Regarding women’s right to reproductive health care, he sided with a challenge brought by Hobby Lobby stores to a mandate of the federal Affordable Care Act for providing birth control coverage to company employees. He said closely held corporations are people and their religious beliefs could exempt them from the provision. It will take years for the full implications of that one to play out.

Gorsuch would put federal agencies in the crosshairs over their regulations that protect the air that Wisconsinites breathe, and the safety of our water, our food and our medicines. He has criticized a legal principle called the Chevron doctrine that requires courts to defer to federal agencies’ interpretations of ambiguous laws.

Not only is Gorsuch’s philosophy here more radical than that of Justice Scalia, it would jeopardize Wisconsinites’ health and safety if it became law. And not surprisingly, limiting the right of agencies to regulate has been a priority of right-wing groups. It has been championed by speakers before the Federalist Society, an ultraconservative organization of lawyers that gave guidance to the president in selecting a Supreme Court nominee.

When Gorsuch was a lawyer in private practice, he wrote a 2005 article saying the Supreme Court ought to restrain class-action securities lawsuits that he termed “frivolous.” These lawsuits allow Wisconsinites and other Americans to band together in groups to demand accountability from corporations that harmed them. Gorsuch labeled the cases a “free ride to fast riches” for lawyers representing the plaintiffs.

These are some telling samples of his record. The bottom line on Gorsuch is becoming increasingly clear. President Trump may have saluted “the forgotten men and women of our country” on his way to the White House. But in naming his first justice for the Supreme Court, something changed. Trump decided in favor of employers, corporate interests and Wall Street and against workers and families in Wisconsin and around the country.

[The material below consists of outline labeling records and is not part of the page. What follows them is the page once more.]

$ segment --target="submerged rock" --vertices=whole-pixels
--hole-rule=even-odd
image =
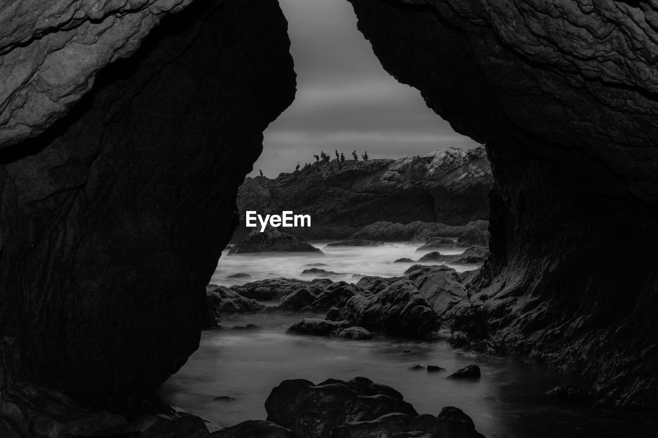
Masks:
[[[342,314],[353,325],[388,335],[424,337],[438,330],[436,313],[413,283],[400,280],[374,295],[355,295]]]
[[[393,412],[417,415],[413,406],[390,394],[363,378],[331,379],[318,385],[284,380],[272,390],[265,410],[268,421],[290,428],[298,437],[330,438],[335,428],[347,422],[370,421]]]
[[[299,311],[315,301],[317,296],[309,287],[300,287],[292,293],[282,297],[276,306],[283,310]]]
[[[461,370],[457,370],[450,376],[448,379],[479,379],[480,367],[471,364],[467,365]]]
[[[353,239],[343,240],[342,242],[329,243],[328,247],[386,247],[393,246],[392,243],[387,243],[380,240],[365,240],[363,239]]]
[[[255,230],[247,235],[244,239],[233,245],[228,251],[228,255],[244,253],[261,253],[270,251],[288,251],[316,253],[322,254],[308,242],[282,233],[276,228],[267,228],[262,233]]]
[[[290,429],[264,420],[248,420],[213,432],[207,438],[298,438]]]
[[[572,385],[560,385],[544,393],[549,397],[564,400],[577,400],[587,397],[587,393]]]
[[[316,277],[329,277],[330,276],[344,276],[347,275],[341,272],[334,272],[334,271],[326,271],[320,268],[309,268],[301,272],[303,276],[315,276]]]
[[[265,309],[265,306],[256,300],[245,298],[224,286],[210,284],[206,287],[208,320],[206,328],[216,325],[221,315],[256,313]]]

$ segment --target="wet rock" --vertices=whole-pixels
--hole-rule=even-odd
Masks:
[[[418,259],[418,262],[438,262],[443,260],[445,257],[438,251],[428,253]]]
[[[381,277],[367,276],[361,278],[357,283],[357,286],[372,293],[378,293],[388,287],[390,285],[401,280],[407,280],[405,277]]]
[[[420,248],[417,248],[416,251],[427,251],[430,249],[451,249],[457,246],[455,241],[450,239],[446,239],[445,237],[434,237],[428,239],[425,242],[425,245],[422,245]]]
[[[480,246],[472,246],[470,247],[461,254],[456,256],[451,260],[450,260],[450,262],[455,264],[484,263],[484,260],[486,260],[488,256],[488,248]]]
[[[282,297],[277,308],[282,310],[299,311],[315,301],[317,296],[308,287],[300,287],[292,293]]]
[[[207,438],[297,438],[290,429],[264,420],[248,420],[213,432]]]
[[[417,415],[411,404],[367,381],[330,379],[316,385],[308,380],[284,380],[265,401],[267,420],[299,437],[330,438],[335,428],[348,422],[393,412]]]
[[[419,266],[411,272],[409,270],[406,273],[409,280],[440,317],[468,298],[459,281],[459,274],[452,268],[441,265]]]
[[[489,245],[484,233],[475,227],[469,227],[457,237],[457,245],[461,247],[471,247],[476,245],[486,247]]]
[[[205,326],[216,325],[221,320],[221,315],[243,314],[256,313],[265,308],[265,306],[256,300],[245,298],[228,287],[211,284],[206,287],[207,316]]]
[[[314,284],[313,281],[280,278],[251,281],[244,285],[234,285],[230,289],[246,298],[259,301],[271,301],[279,300],[301,287],[307,287],[311,290]]]
[[[270,251],[322,254],[320,249],[308,242],[287,233],[282,233],[276,228],[270,228],[262,233],[257,230],[252,231],[244,239],[233,245],[228,251],[228,255]]]
[[[355,326],[397,336],[424,337],[440,326],[436,313],[409,280],[396,281],[374,295],[352,297],[342,314]]]
[[[340,316],[340,309],[338,307],[332,307],[327,312],[327,316],[324,319],[327,321],[342,321],[343,318]]]
[[[367,341],[372,339],[372,333],[363,327],[348,327],[341,329],[332,333],[336,337],[344,337],[346,339],[354,339],[355,341]]]
[[[288,328],[286,333],[328,336],[337,329],[347,328],[351,326],[349,321],[327,321],[316,318],[304,318]]]
[[[328,247],[386,247],[393,246],[392,243],[387,243],[380,240],[365,240],[363,239],[353,239],[343,240],[342,242],[329,243]]]
[[[443,412],[443,411],[442,411]],[[369,422],[351,422],[333,431],[332,438],[484,438],[472,420],[434,416],[388,414]]]
[[[577,400],[587,397],[587,393],[577,386],[572,385],[556,386],[553,389],[547,391],[545,394],[549,397],[563,400]]]
[[[328,312],[332,307],[342,308],[355,295],[365,293],[363,288],[345,281],[336,281],[327,285],[318,294],[317,298],[305,308],[307,312]]]
[[[461,368],[461,370],[457,370],[453,372],[450,376],[447,376],[448,379],[479,379],[480,378],[480,367],[477,365],[468,365]]]
[[[233,274],[226,277],[227,279],[230,280],[232,278],[251,278],[251,276],[248,274],[245,274],[244,272],[238,272],[238,274]]]
[[[309,268],[301,272],[303,276],[315,276],[316,277],[329,277],[330,276],[344,276],[347,275],[342,272],[334,272],[334,271],[326,271],[320,268]]]

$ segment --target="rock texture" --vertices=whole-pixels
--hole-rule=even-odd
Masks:
[[[3,144],[180,7],[3,7]],[[294,96],[286,28],[276,1],[195,2],[0,149],[0,387],[116,410],[197,349],[238,187]]]
[[[349,1],[384,68],[486,143],[492,341],[658,406],[655,4]]]
[[[308,242],[288,233],[282,233],[276,228],[268,228],[262,233],[257,230],[252,231],[233,245],[228,251],[228,255],[268,251],[322,253],[322,251]]]
[[[487,218],[491,179],[482,146],[399,160],[348,160],[340,167],[336,161],[316,162],[274,180],[248,178],[238,192],[243,218],[235,239],[248,232],[243,216],[249,210],[260,214],[283,210],[310,214],[311,228],[283,229],[305,239],[346,237],[382,220],[462,225]]]

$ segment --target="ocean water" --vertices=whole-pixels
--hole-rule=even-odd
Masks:
[[[456,240],[456,239],[455,239]],[[411,266],[415,263],[393,263],[398,258],[408,258],[418,260],[432,251],[417,251],[421,246],[407,245],[405,242],[392,242],[390,246],[384,247],[327,247],[327,244],[338,241],[321,241],[309,242],[320,249],[324,254],[311,253],[253,253],[228,255],[228,250],[222,253],[217,270],[211,280],[211,283],[224,286],[243,285],[266,278],[286,277],[313,280],[315,276],[302,276],[301,272],[309,268],[318,268],[332,271],[341,275],[332,275],[328,278],[338,281],[356,282],[358,278],[354,274],[376,276],[378,277],[398,277],[403,275]],[[463,248],[441,249],[442,255],[461,254]],[[322,263],[326,266],[310,266],[307,265]],[[436,262],[422,262],[422,264],[436,264]],[[475,269],[479,265],[453,265],[458,272]],[[228,276],[243,273],[251,276],[247,279],[229,279]]]
[[[314,242],[323,247],[328,242]],[[391,247],[331,247],[324,256],[259,253],[222,256],[213,282],[230,285],[245,282],[227,280],[237,272],[250,280],[273,276],[300,278],[309,263],[324,263],[327,270],[344,273],[332,280],[353,281],[353,274],[400,276],[424,252],[396,243]],[[455,254],[461,250],[441,251]],[[226,253],[226,251],[225,251]],[[457,270],[476,266],[455,266]],[[590,401],[564,402],[544,393],[558,385],[587,389],[589,382],[557,372],[542,364],[519,358],[497,357],[454,349],[443,341],[410,341],[377,335],[372,341],[286,333],[301,318],[324,315],[268,313],[236,316],[223,322],[260,328],[204,331],[199,350],[159,390],[163,402],[180,406],[222,426],[246,420],[265,419],[265,402],[272,389],[286,379],[318,383],[328,378],[357,376],[389,385],[419,413],[436,415],[445,406],[461,408],[489,437],[655,437],[658,424],[651,416],[594,409]],[[446,372],[413,371],[413,364],[438,365]],[[474,381],[446,379],[469,364],[480,367]],[[232,401],[214,400],[230,396]]]

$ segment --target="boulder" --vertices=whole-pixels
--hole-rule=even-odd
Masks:
[[[306,241],[287,233],[282,233],[276,228],[270,228],[266,229],[262,233],[258,230],[254,230],[244,239],[233,245],[228,251],[228,255],[270,251],[322,254],[320,249],[316,248]]]
[[[248,420],[213,432],[207,438],[297,438],[290,429],[264,420]]]
[[[265,306],[256,300],[245,298],[224,286],[210,284],[206,287],[208,317],[205,326],[218,322],[222,314],[232,315],[255,313],[265,309]]]
[[[587,397],[587,393],[572,385],[560,385],[544,393],[549,397],[561,400],[578,400]]]
[[[309,287],[300,287],[292,293],[282,297],[277,308],[282,310],[299,311],[315,301],[317,296]]]
[[[315,301],[304,308],[307,312],[328,312],[332,307],[342,308],[347,300],[366,291],[357,285],[345,281],[336,281],[327,285],[318,294]]]
[[[238,274],[232,274],[230,276],[227,276],[226,278],[228,280],[231,280],[232,278],[251,278],[251,276],[248,274],[245,274],[244,272],[238,272]]]
[[[417,248],[416,251],[422,251],[429,249],[451,249],[455,248],[457,246],[457,245],[455,243],[455,241],[451,239],[446,239],[445,237],[433,237],[426,241],[425,245],[422,245],[420,248]]]
[[[335,428],[348,422],[370,421],[393,412],[417,415],[411,404],[389,394],[368,379],[330,379],[319,385],[284,380],[272,390],[265,410],[268,421],[298,437],[330,438]]]
[[[488,256],[488,248],[474,245],[469,247],[465,251],[453,257],[449,262],[455,264],[484,263]]]
[[[452,268],[420,266],[409,272],[409,278],[440,317],[468,299],[459,274]]]
[[[347,275],[341,272],[334,272],[334,271],[326,271],[320,268],[309,268],[301,272],[300,275],[315,276],[316,277],[329,277],[331,276],[344,276]]]
[[[313,292],[315,290],[314,287],[322,286],[323,282],[328,284],[331,283],[331,280],[316,280],[307,281],[294,278],[272,278],[251,281],[241,285],[234,285],[230,289],[246,298],[259,301],[271,301],[279,300],[301,287],[309,288],[309,290]]]
[[[436,312],[409,280],[396,281],[374,295],[355,295],[342,314],[353,325],[388,335],[424,337],[438,330]]]
[[[329,243],[328,247],[386,247],[393,246],[392,243],[387,243],[380,240],[365,240],[364,239],[353,239],[343,240],[341,242]]]
[[[457,237],[457,245],[461,247],[470,247],[474,245],[486,247],[489,245],[489,242],[481,230],[475,227],[469,227]]]
[[[479,379],[480,367],[471,364],[464,368],[457,370],[450,376],[448,379]]]
[[[351,326],[349,321],[328,321],[317,318],[304,318],[289,327],[286,333],[328,336],[337,329],[347,328]]]

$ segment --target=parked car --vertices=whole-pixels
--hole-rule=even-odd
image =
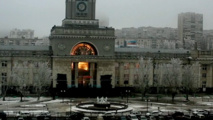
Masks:
[[[17,117],[29,117],[31,116],[29,111],[19,111],[18,114],[16,114]]]
[[[40,113],[36,117],[51,117],[50,113]]]
[[[71,118],[72,120],[81,120],[82,118],[84,118],[84,114],[81,112],[73,112],[70,114],[69,118]]]
[[[127,119],[126,119],[126,116],[120,116],[119,120],[127,120]]]
[[[0,111],[0,119],[1,120],[6,120],[6,113],[5,112],[3,112],[3,111]]]
[[[83,117],[81,120],[90,120],[89,117]]]
[[[137,118],[136,115],[134,115],[134,114],[128,115],[128,119],[129,119],[129,120],[138,120],[138,118]]]
[[[146,116],[141,115],[141,116],[138,117],[138,120],[148,120],[148,119],[147,119]]]

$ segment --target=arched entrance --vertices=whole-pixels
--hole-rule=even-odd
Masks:
[[[72,56],[89,56],[97,55],[97,50],[92,44],[89,43],[79,43],[73,47],[71,51]],[[96,74],[97,74],[97,64],[78,61],[72,62],[72,86],[78,88],[90,88],[96,87]]]

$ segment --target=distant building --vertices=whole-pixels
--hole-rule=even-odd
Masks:
[[[197,43],[198,48],[202,47],[203,40],[203,15],[197,13],[181,13],[178,15],[178,37],[183,41],[185,49],[192,49]]]
[[[9,38],[26,38],[26,39],[33,39],[34,38],[34,31],[30,29],[13,29],[10,31]]]
[[[96,0],[66,0],[66,18],[61,26],[52,27],[49,46],[21,46],[12,45],[10,42],[7,43],[8,46],[0,45],[0,94],[2,88],[7,85],[2,84],[2,81],[11,80],[15,63],[24,62],[33,64],[49,62],[53,76],[51,92],[57,93],[55,95],[61,95],[62,90],[66,90],[70,96],[124,93],[126,89],[135,87],[135,80],[140,74],[136,69],[140,57],[152,60],[148,78],[150,86],[155,85],[155,76],[158,75],[156,64],[169,63],[171,58],[179,58],[183,61],[183,65],[199,62],[202,70],[199,73],[198,87],[205,88],[206,91],[213,89],[212,51],[157,49],[159,47],[157,44],[171,44],[166,40],[168,36],[175,38],[173,34],[175,32],[169,30],[167,32],[171,34],[161,37],[160,34],[165,32],[163,29],[153,32],[146,32],[149,28],[125,29],[130,33],[137,33],[135,30],[144,32],[132,34],[138,35],[137,38],[131,38],[128,32],[128,34],[121,32],[124,38],[119,38],[121,39],[119,43],[115,41],[114,28],[99,26],[99,20],[95,19],[95,4]],[[158,36],[155,36],[156,32],[159,33]],[[143,34],[149,37],[143,38]],[[174,40],[173,37],[168,38]],[[152,39],[157,40],[156,45],[152,44]],[[10,40],[14,39],[6,39],[7,42]],[[125,44],[125,41],[131,41],[127,44],[138,45],[139,48],[114,47]],[[156,46],[156,49],[145,48],[152,45]],[[25,69],[28,69],[26,76],[33,81],[36,73],[29,70],[30,66]]]
[[[25,38],[0,38],[0,45],[4,46],[35,46],[42,39],[25,39]],[[37,44],[38,45],[38,44]],[[40,45],[40,44],[39,44]]]

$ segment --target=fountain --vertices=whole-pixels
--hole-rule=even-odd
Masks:
[[[99,113],[125,113],[132,111],[127,104],[120,102],[109,102],[107,97],[97,97],[96,102],[79,103],[73,108],[74,111],[99,114]]]
[[[94,107],[110,108],[110,102],[107,101],[107,97],[97,97],[97,102],[94,103]]]

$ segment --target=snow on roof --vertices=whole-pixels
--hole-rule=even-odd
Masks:
[[[30,50],[30,51],[49,51],[49,46],[7,46],[0,45],[0,50]]]

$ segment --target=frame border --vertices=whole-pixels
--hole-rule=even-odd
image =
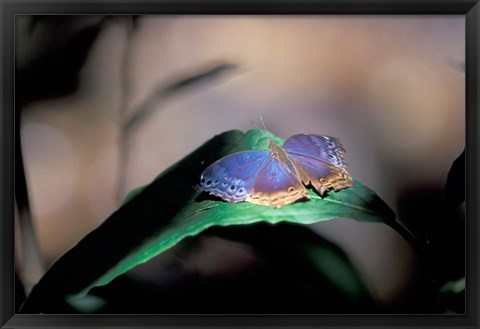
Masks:
[[[26,327],[442,327],[478,328],[479,301],[479,0],[0,0],[0,326]],[[466,28],[466,315],[23,315],[14,312],[14,22],[21,14],[370,14],[465,15]]]

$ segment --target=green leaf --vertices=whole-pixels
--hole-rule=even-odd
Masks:
[[[150,185],[130,193],[127,201],[100,227],[60,258],[34,287],[22,312],[38,311],[42,300],[79,298],[108,284],[136,265],[211,226],[282,221],[311,224],[332,218],[394,222],[393,211],[365,185],[330,192],[320,198],[273,209],[246,202],[229,204],[196,191],[200,173],[219,158],[242,150],[268,150],[259,130],[218,135],[160,174]],[[276,143],[283,141],[266,133]],[[50,295],[50,297],[47,297]]]

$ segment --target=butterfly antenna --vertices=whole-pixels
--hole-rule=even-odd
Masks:
[[[265,126],[265,122],[263,122],[262,116],[260,116],[260,122],[262,123],[263,129],[265,129],[265,131],[268,131],[267,126]]]
[[[265,129],[265,131],[267,131],[267,128],[265,127],[265,124],[263,123],[263,119],[262,117],[260,116],[260,121],[262,122],[262,125],[263,125],[263,128]],[[268,137],[265,132],[253,121],[250,121],[250,123],[255,127],[257,128],[260,133],[263,135],[263,137],[265,137],[267,140],[271,141],[272,139],[270,137]]]

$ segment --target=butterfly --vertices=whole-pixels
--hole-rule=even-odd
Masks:
[[[268,151],[242,151],[208,166],[197,189],[229,203],[247,201],[279,208],[309,200],[306,186],[327,191],[355,186],[345,169],[345,150],[335,137],[298,134],[282,146],[268,139]]]

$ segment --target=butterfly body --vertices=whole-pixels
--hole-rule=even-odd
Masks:
[[[268,139],[269,151],[243,151],[208,166],[198,189],[229,203],[247,201],[273,208],[310,199],[305,185],[321,195],[354,186],[345,153],[334,137],[300,134],[283,146]]]

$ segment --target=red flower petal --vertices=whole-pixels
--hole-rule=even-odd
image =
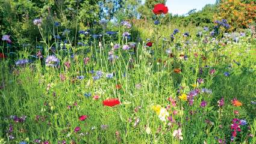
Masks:
[[[113,107],[116,105],[120,104],[120,101],[118,98],[109,98],[103,101],[102,103],[105,106]]]

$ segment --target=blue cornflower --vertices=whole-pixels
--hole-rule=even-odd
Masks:
[[[76,78],[78,79],[80,79],[80,80],[83,80],[83,79],[84,79],[84,76],[76,76]]]
[[[188,32],[186,32],[183,34],[183,36],[185,37],[189,37],[189,33]]]
[[[228,73],[228,72],[225,72],[224,73],[224,76],[225,76],[226,77],[229,76],[230,76],[230,73]]]
[[[106,77],[107,79],[112,79],[113,76],[114,76],[114,74],[113,73],[107,74],[106,75]]]
[[[180,31],[179,31],[179,29],[174,29],[174,31],[173,31],[173,35],[175,35],[175,34],[176,34],[178,32],[180,32]]]
[[[84,93],[84,95],[86,97],[90,97],[90,96],[92,96],[92,93],[90,92]]]
[[[155,22],[154,22],[154,24],[155,24],[156,25],[158,25],[159,23],[160,23],[160,22],[157,20],[155,20]]]

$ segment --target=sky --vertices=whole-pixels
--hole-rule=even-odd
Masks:
[[[142,3],[145,1],[142,0]],[[166,5],[169,13],[182,15],[194,8],[201,10],[206,4],[213,4],[215,2],[216,0],[167,0]]]

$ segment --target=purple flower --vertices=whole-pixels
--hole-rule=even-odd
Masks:
[[[212,91],[211,89],[207,89],[207,88],[202,88],[201,90],[201,92],[202,93],[207,93],[207,94],[211,94]]]
[[[2,35],[2,41],[7,41],[7,43],[11,43],[11,40],[10,40],[10,35]]]
[[[207,103],[205,101],[202,101],[200,104],[200,106],[202,107],[204,107],[207,104]]]
[[[76,127],[75,128],[74,132],[77,133],[81,130],[81,128],[80,127]]]
[[[123,33],[123,37],[129,37],[131,34],[128,32],[125,32]]]
[[[202,79],[202,78],[198,78],[196,81],[198,81],[198,82],[199,84],[201,84],[201,83],[204,83],[204,79]]]
[[[130,46],[128,45],[123,45],[123,50],[130,50]]]
[[[46,65],[49,67],[57,67],[59,62],[60,61],[55,55],[50,55],[45,60]]]
[[[178,33],[180,32],[179,29],[175,29],[173,31],[173,35],[176,34],[177,33]]]
[[[120,48],[120,45],[118,44],[115,44],[113,46],[114,49],[118,49]]]
[[[241,125],[245,125],[247,124],[247,122],[245,119],[240,119],[240,124]]]
[[[210,70],[209,73],[210,74],[213,75],[213,74],[215,73],[216,71],[214,69],[211,69]]]
[[[16,66],[23,66],[28,63],[29,61],[28,59],[19,59],[15,62],[15,65]]]
[[[34,25],[37,25],[39,26],[41,26],[42,18],[34,19],[33,23],[34,23]]]
[[[228,76],[230,76],[230,73],[228,73],[228,72],[225,72],[225,73],[224,73],[224,76],[226,76],[226,77],[228,77]]]
[[[106,77],[107,79],[112,79],[113,76],[114,76],[114,74],[113,73],[109,73],[106,75]]]
[[[224,105],[224,98],[222,98],[220,100],[219,100],[218,101],[218,106],[219,107],[222,107]]]

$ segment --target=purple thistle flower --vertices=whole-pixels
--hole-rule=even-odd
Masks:
[[[118,49],[120,48],[120,45],[118,44],[115,44],[113,46],[114,49]]]
[[[57,67],[59,62],[60,61],[55,55],[50,55],[45,60],[46,65],[49,67]]]
[[[23,66],[28,63],[29,61],[28,59],[19,59],[15,62],[15,65],[16,66]]]
[[[34,19],[33,23],[34,25],[39,26],[41,26],[42,18]]]
[[[224,98],[222,98],[220,100],[219,100],[218,101],[218,106],[219,107],[222,107],[224,105]]]
[[[74,132],[77,133],[81,130],[81,128],[80,127],[76,127],[75,128]]]
[[[205,101],[202,101],[200,104],[200,106],[202,107],[204,107],[207,105],[207,103]]]
[[[130,46],[128,45],[123,45],[123,50],[130,50]]]

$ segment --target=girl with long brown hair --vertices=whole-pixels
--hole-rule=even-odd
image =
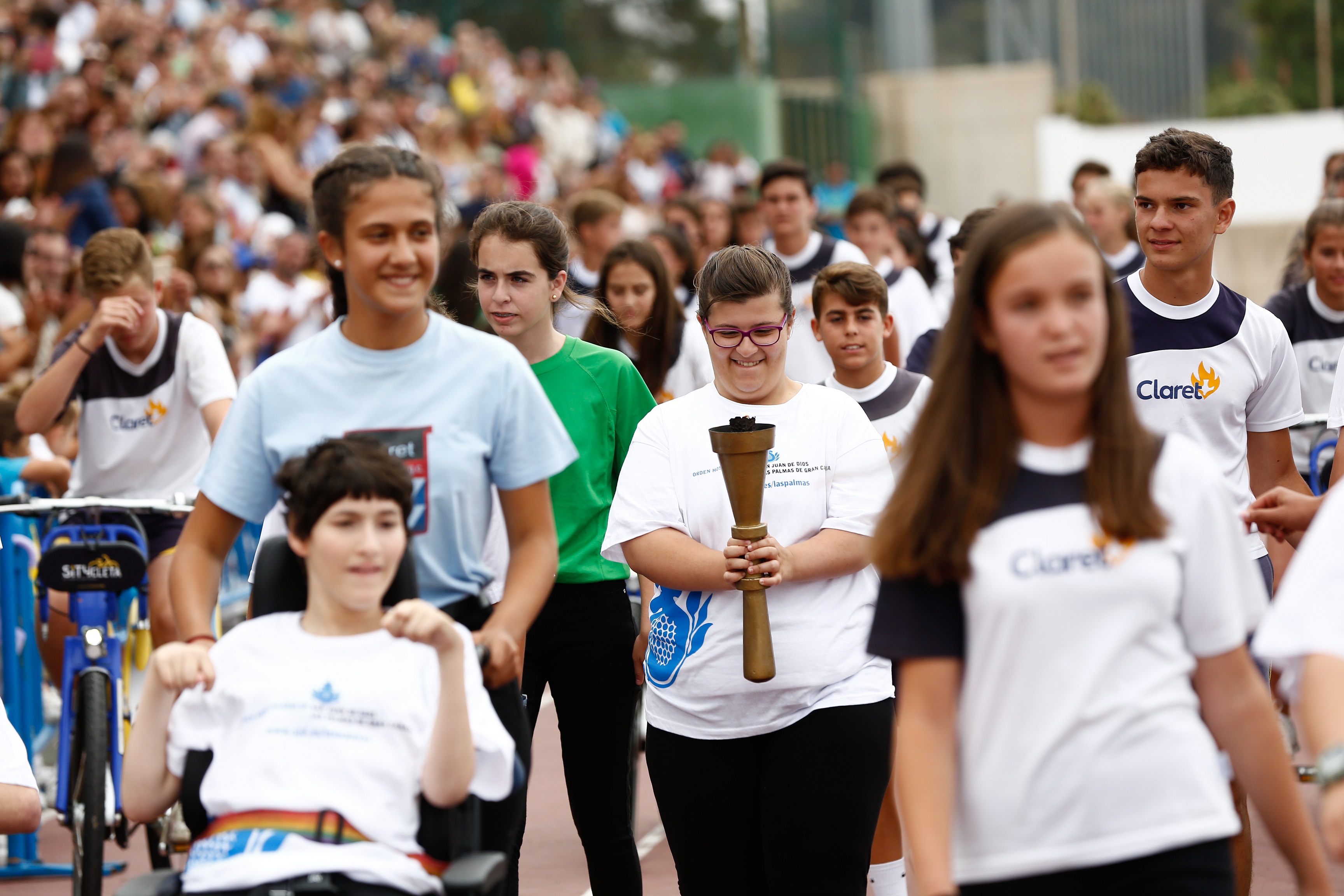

Sen. Baldwin has taken a stand against confirming Neil Gorsuch, an extremist who would erode some of our most fundamental rights and protections. That’s a fact, and it’s why all senators must look closely at his record as they proceed to weigh the Gorsuch nomination.

Gretchen Schuldt is executive director of the Wisconsin Justice Initiative.

This column originally ran in The Cap Times.